À partir des années 1950, période englobée par la base de données de l'université Drexel, le nombre de sanctions "a continuellement augmenté, et cette augmentation s'est accélérée depuis 2018", selon l'analyse.

"Nous considérons cette tendance comme une preuve de la popularité croissante des sanctions en tant qu'outil de diplomatie coercitive", indiquent les chercheurs.

En moyenne, plus de 35 % de toutes les sanctions entre 1950 et 2019 ont été imposées par les États-Unis, le pays qui a le plus souvent utilisé ce type de sanction. L'analyse révèle également une "augmentation significative et continue des sanctions de l'UE et de l'ONU [Organisation des Nations unies] depuis le début des années 1990."

Il existe plusieurs exemples de pays soumis à ces sanctions au cours de la période analysée. L'Afrique du Sud a été la cible de sanctions internationales à l'époque de l'apartheid, le régime de ségrégation raciale en place de la fin des années 1940 aux années 1990.

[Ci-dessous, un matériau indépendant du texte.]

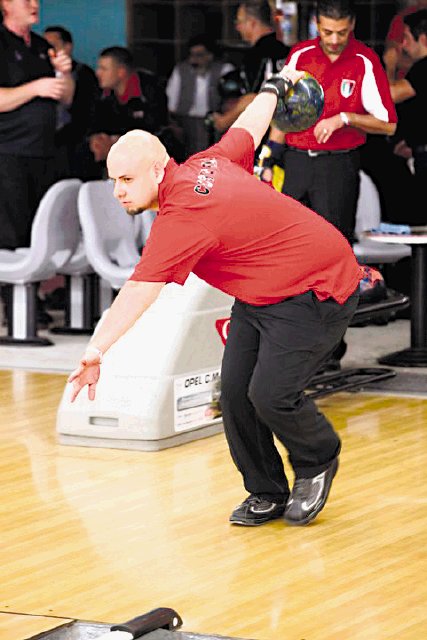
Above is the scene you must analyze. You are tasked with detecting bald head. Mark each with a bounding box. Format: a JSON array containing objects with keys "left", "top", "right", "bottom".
[
  {"left": 107, "top": 129, "right": 169, "bottom": 166},
  {"left": 107, "top": 130, "right": 169, "bottom": 215}
]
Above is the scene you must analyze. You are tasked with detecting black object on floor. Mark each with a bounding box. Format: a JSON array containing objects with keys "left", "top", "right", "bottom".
[
  {"left": 306, "top": 367, "right": 396, "bottom": 399},
  {"left": 25, "top": 607, "right": 251, "bottom": 640}
]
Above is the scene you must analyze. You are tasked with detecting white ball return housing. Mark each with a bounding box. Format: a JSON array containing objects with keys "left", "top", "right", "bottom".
[{"left": 56, "top": 274, "right": 233, "bottom": 451}]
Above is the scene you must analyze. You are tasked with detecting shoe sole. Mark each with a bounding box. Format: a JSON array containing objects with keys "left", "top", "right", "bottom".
[
  {"left": 229, "top": 509, "right": 285, "bottom": 527},
  {"left": 283, "top": 458, "right": 338, "bottom": 527}
]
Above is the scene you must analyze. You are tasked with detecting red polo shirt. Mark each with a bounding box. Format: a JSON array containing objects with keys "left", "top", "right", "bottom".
[
  {"left": 286, "top": 36, "right": 397, "bottom": 151},
  {"left": 131, "top": 128, "right": 362, "bottom": 305}
]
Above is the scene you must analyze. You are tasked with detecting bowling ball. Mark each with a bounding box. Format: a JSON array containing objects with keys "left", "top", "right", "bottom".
[{"left": 271, "top": 72, "right": 324, "bottom": 133}]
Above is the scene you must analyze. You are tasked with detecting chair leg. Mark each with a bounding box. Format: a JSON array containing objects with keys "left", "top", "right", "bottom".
[
  {"left": 0, "top": 282, "right": 53, "bottom": 347},
  {"left": 50, "top": 273, "right": 99, "bottom": 335}
]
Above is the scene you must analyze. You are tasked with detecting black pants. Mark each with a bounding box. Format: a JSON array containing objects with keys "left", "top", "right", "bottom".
[
  {"left": 283, "top": 148, "right": 360, "bottom": 243},
  {"left": 0, "top": 154, "right": 57, "bottom": 249},
  {"left": 221, "top": 292, "right": 358, "bottom": 499}
]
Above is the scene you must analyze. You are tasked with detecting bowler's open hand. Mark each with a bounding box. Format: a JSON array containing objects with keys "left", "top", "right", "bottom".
[
  {"left": 279, "top": 65, "right": 305, "bottom": 84},
  {"left": 67, "top": 353, "right": 101, "bottom": 402}
]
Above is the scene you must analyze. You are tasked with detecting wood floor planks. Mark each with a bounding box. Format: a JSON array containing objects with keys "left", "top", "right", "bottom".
[{"left": 0, "top": 370, "right": 427, "bottom": 640}]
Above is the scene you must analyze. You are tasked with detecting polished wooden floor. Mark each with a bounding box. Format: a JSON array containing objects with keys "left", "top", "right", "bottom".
[{"left": 0, "top": 370, "right": 427, "bottom": 640}]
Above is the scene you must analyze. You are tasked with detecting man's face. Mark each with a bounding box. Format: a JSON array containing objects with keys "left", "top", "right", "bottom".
[
  {"left": 403, "top": 24, "right": 425, "bottom": 60},
  {"left": 96, "top": 56, "right": 122, "bottom": 89},
  {"left": 234, "top": 6, "right": 253, "bottom": 43},
  {"left": 3, "top": 0, "right": 39, "bottom": 27},
  {"left": 107, "top": 150, "right": 159, "bottom": 215},
  {"left": 317, "top": 16, "right": 354, "bottom": 58},
  {"left": 43, "top": 31, "right": 73, "bottom": 56}
]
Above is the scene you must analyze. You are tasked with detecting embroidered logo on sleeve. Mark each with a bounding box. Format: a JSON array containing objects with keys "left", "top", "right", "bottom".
[
  {"left": 341, "top": 80, "right": 356, "bottom": 98},
  {"left": 194, "top": 158, "right": 218, "bottom": 196}
]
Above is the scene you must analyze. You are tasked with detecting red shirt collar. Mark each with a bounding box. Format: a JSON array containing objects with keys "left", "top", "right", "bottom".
[{"left": 103, "top": 73, "right": 142, "bottom": 104}]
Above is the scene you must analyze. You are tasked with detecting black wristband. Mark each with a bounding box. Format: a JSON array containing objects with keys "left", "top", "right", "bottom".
[{"left": 259, "top": 75, "right": 294, "bottom": 100}]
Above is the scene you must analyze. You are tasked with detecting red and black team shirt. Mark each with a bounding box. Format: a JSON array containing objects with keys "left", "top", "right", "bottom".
[
  {"left": 131, "top": 128, "right": 361, "bottom": 305},
  {"left": 286, "top": 36, "right": 397, "bottom": 150}
]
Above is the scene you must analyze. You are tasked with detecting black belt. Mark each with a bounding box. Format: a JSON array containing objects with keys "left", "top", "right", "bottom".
[{"left": 287, "top": 146, "right": 356, "bottom": 158}]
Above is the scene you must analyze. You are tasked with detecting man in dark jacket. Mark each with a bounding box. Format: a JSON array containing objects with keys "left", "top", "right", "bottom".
[
  {"left": 90, "top": 47, "right": 168, "bottom": 170},
  {"left": 43, "top": 25, "right": 100, "bottom": 180}
]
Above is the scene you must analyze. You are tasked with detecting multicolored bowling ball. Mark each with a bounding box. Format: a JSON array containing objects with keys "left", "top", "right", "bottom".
[{"left": 271, "top": 72, "right": 325, "bottom": 133}]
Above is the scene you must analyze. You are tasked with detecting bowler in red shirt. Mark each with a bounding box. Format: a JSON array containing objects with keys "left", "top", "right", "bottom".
[{"left": 69, "top": 67, "right": 361, "bottom": 526}]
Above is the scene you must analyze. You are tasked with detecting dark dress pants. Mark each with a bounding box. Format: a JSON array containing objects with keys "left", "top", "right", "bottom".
[
  {"left": 0, "top": 154, "right": 57, "bottom": 249},
  {"left": 221, "top": 292, "right": 358, "bottom": 499},
  {"left": 283, "top": 148, "right": 360, "bottom": 243}
]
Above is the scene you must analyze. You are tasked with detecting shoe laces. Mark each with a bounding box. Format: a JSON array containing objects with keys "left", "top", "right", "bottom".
[
  {"left": 243, "top": 494, "right": 272, "bottom": 506},
  {"left": 292, "top": 478, "right": 312, "bottom": 499}
]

Cuba a été la cible d'un embargo économique imposé par les États-Unis pendant 60 ans. L'Irak a été soumis à des sanctions après l'invasion du Koweït en 1990. La Corée du Nord et l'Iran ont été sanctionnés en raison de leurs programmes nucléaires.

La Russie elle-même avait déjà été sanctionnée en 2014 lorsqu'elle a envahi la Crimée, et de nombreuses sanctions imposées au pays à l'époque sont toujours en vigueur.

Souffrances de la population

Les sanctions économiques et financières sont les plus couramment utilisées, selon la base de données de l'université Drexel.

Certaines de ces mesures sont conçues pour être aussi spécifiques que possible, ne punissant que certains individus. Mais beaucoup d'autres, bien qu'elles soient une alternative à l'action militaire, causent également de grands dommages et de grandes souffrances à la population civile, y compris aux citoyens qui s'opposent au gouvernement.

Toutefois, malgré leur impact parfois dévastateur, les sanctions n'atteignent pas leur objectif dans environ deux tiers des cas.

"Habituellement, les sanctions finissent par affecter la majorité des personnes vivant dans ces pays", explique Pasquariello, de l'Université du Michigan.

"Je pense que, même si cela n'est pas dit explicitement, l'objectif est vraiment de faire du mal à la population du pays (cible)."

Selon l'économiste, le but est de faire comprendre à l'ensemble du pays que ses dirigeants font quelque chose que les nations imposant des sanctions considèrent comme mauvais.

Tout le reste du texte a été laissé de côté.